When Archbishop Levada assumes Pope Benedict XVI’s old position at the Congregation for the Doctrine of the Faith sometime this summer, he’ll be faced with more than 700 clergy abuse files. The backlog is partly blamed on the US Bishops’ 2002 zero tolerance policy in which allegations of clergy abuse are sent to Rome for trial. We have a similar case in our office. We represent a victim of Father Richard Emerson who abused a young boy while stationed as a Catholic priest in Orlando Florida.

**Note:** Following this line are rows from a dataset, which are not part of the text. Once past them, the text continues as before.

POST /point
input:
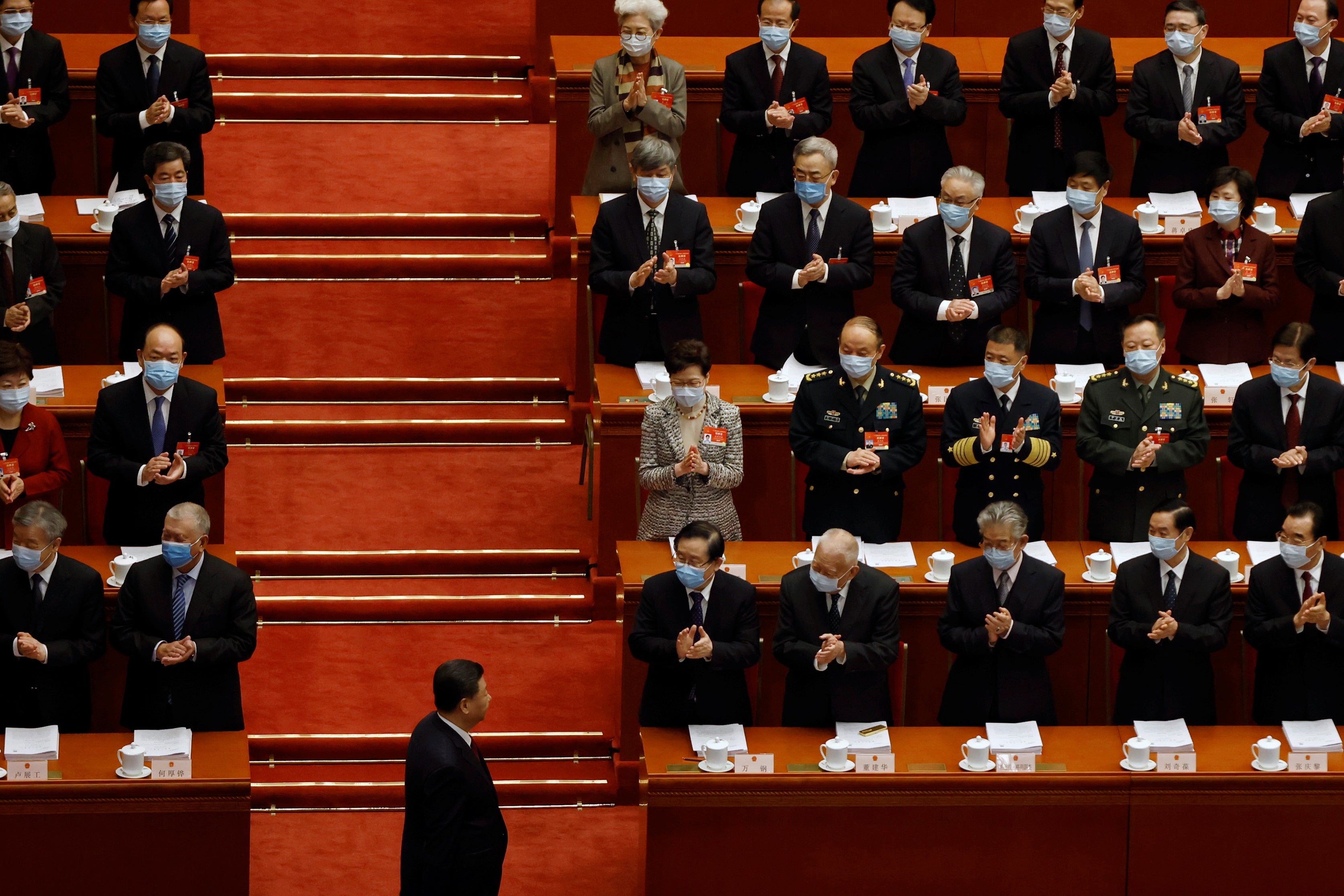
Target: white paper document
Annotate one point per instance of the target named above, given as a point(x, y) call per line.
point(165, 743)
point(33, 743)
point(1020, 737)
point(880, 742)
point(736, 735)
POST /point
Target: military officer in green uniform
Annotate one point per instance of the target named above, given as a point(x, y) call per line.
point(858, 429)
point(1140, 428)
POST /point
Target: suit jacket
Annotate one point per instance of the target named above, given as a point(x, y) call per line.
point(1007, 682)
point(1283, 102)
point(202, 694)
point(1051, 269)
point(779, 249)
point(123, 93)
point(26, 160)
point(977, 487)
point(453, 840)
point(1167, 164)
point(1257, 436)
point(120, 444)
point(609, 168)
point(1024, 97)
point(1319, 263)
point(1297, 675)
point(1225, 332)
point(905, 151)
point(138, 261)
point(870, 627)
point(920, 285)
point(619, 249)
point(762, 156)
point(719, 684)
point(1170, 679)
point(70, 624)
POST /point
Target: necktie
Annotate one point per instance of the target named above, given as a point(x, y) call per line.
point(159, 429)
point(179, 606)
point(1085, 259)
point(1293, 430)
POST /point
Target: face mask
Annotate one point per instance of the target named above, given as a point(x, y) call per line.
point(1225, 212)
point(810, 193)
point(162, 374)
point(1142, 360)
point(155, 35)
point(906, 41)
point(1000, 559)
point(14, 399)
point(775, 38)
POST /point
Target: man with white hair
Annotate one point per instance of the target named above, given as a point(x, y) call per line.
point(812, 249)
point(955, 277)
point(652, 256)
point(185, 621)
point(839, 632)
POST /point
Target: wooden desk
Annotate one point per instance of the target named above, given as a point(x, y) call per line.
point(93, 832)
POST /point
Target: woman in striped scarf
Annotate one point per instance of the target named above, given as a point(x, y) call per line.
point(633, 93)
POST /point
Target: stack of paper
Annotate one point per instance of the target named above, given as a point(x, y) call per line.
point(1313, 737)
point(1166, 737)
point(165, 743)
point(1020, 737)
point(33, 745)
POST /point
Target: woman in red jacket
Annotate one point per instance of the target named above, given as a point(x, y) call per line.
point(30, 436)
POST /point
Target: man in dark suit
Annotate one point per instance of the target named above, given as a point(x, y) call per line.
point(51, 627)
point(905, 96)
point(1305, 144)
point(157, 438)
point(839, 632)
point(169, 257)
point(150, 90)
point(1319, 263)
point(1081, 318)
point(811, 252)
point(1289, 448)
point(1004, 616)
point(651, 296)
point(696, 628)
point(858, 429)
point(1002, 417)
point(453, 839)
point(31, 281)
point(37, 97)
point(1185, 107)
point(947, 307)
point(185, 621)
point(1291, 612)
point(1170, 610)
point(775, 94)
point(1058, 82)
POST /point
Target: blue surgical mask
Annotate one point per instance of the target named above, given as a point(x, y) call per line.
point(14, 399)
point(775, 38)
point(162, 374)
point(155, 35)
point(1142, 360)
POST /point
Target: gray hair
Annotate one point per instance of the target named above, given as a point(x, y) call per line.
point(961, 173)
point(652, 154)
point(814, 146)
point(651, 10)
point(193, 513)
point(1004, 513)
point(39, 513)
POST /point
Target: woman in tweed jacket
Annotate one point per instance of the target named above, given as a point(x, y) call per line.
point(686, 477)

A lawsuit has been filed in Orlando and we are aggressively investigating on behalf of our client.

New Pope, Different Results?

Many Catholic watchers groaned in disbelief when new Pope Benedict XVI chose San Francisco Archbishop William Levada to replace him as chief doctrinal watchdog. One of Levada’s new responsibilities will be to oversee the clergy sex abuse scandal that has rocked the United States and Europe. Levada drew mixed reviews at best in handling cases of abuse in San Francisco and Portland Oregon.
Benedict’s predecessor, John Paul II often looked the other way when confronted with the mounting priest abuse scandal.
However, according to Cardinal Francis George of Chicago, Benedict XVI promised George that he would take the abuse crisis seriously. For the victims’ sake, let’s hope so.